For me, though, reading a list of tactics to find two or three that I haven’t tried before is actually worth it because trying those two tactics and figuring out if they make sense or they’re cost-effective really does “liven up the game” a little bit. I enjoy that discovery process. It’s actually quite fun to find a better way of doing things, a more cost-efficient way of doing things.
I’m at the extreme end of this, having written and experimented with frugality tactics on a weekly basis for literally a decade of my life. For others, the ratio of repeats is going to be lower.
For me, this simple technique checks a ton of boxes.
First of all, it provides new experiences. I’m going to be doing something different that I haven’t done before. That’s fun in itself. In the process of trying out new frugal techniques, I’ve learned to cut my own hair, made my own soap, made pasta from scratch, tried iced coffee with ice cubes literally made of coffee, and dozens and dozens of other things that were well worth trying, even if they didn’t all stick. I’ve made new friends, entertained my children, and taken care of countless household responsibilities along the way. Trying something new is almost always interesting, even if you conclude that it doesn’t fit for you.
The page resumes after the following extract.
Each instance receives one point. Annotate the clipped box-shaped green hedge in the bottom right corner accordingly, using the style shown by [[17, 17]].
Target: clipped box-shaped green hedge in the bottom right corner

At the same time, it potentially results in a better method of doing things. Lists of frugal tips have improved how I boil pasta, how I prepare beans, how I wash windows, and countless other things. Either I’ll find a technique that works better than before at the same price or I’ll find a technique that works just as well as before at a lower price. In either case, I’m better off, and that actually happens more often than not.
The point? Try stuff. Even if a long list of tactics seems old hat, dig out the five or so you haven’t tried before and give them a shot. See if they fit for you.
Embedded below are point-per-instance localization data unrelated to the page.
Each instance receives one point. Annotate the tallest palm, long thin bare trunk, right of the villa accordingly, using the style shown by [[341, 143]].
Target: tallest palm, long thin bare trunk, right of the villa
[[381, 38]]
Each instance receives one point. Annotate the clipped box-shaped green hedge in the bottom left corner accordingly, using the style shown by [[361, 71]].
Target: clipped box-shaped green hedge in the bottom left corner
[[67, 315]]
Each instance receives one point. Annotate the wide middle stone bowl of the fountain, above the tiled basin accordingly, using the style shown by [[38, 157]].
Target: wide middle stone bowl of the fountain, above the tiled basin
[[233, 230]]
Build Up the “Earn” Side of the Equation
No matter how perfectly your financial plan is set up, it can almost always be disrupted in a positive way through entrepreneurship and good career moves. If you raise your income level, you’re either going to be able to achieve your goal far faster than before or else you’re going to be able to elevate your goal to greater heights than ever before.
One approach is to focus on your current career path. What can you do to get great job performances that might lead to a raise or a promotion? What challenges can you take on that will build your resume for a better job? Can you take on more hours? Can you look for a professional mentor who can help guide you in your current situation? Can you simply just stop idling at work, find things to work on, and be more productive? All of those things not only provide a new focus, but they also result, in the long run, in more income.
Another approach is to focus on building a small side business of some kind. There are infinite side businesses you can start, from gardening for vegetable sales to starting a Youtube channel, from a lawn care business to writing ebooks. Spending a healthy portion of your time on a side gig can build a daydream into something that produces real, significant revenue throughout the year.
Both routes provide a new set of challenges that, upon succeeding, will provide benefits that directly accelerate your already-existing financial goals.
The journey to your financial destination can seem long and dull, but that’s only if you accept your current mindset as being beyond question, your current tactics as being more than good enough, and your current earnings and career options as deeply satisfying and incapable of improvement. Since almost no one can claim those things as all being true, it’s very likely that the path to your financial destiny involves many options for new directions and new experiences.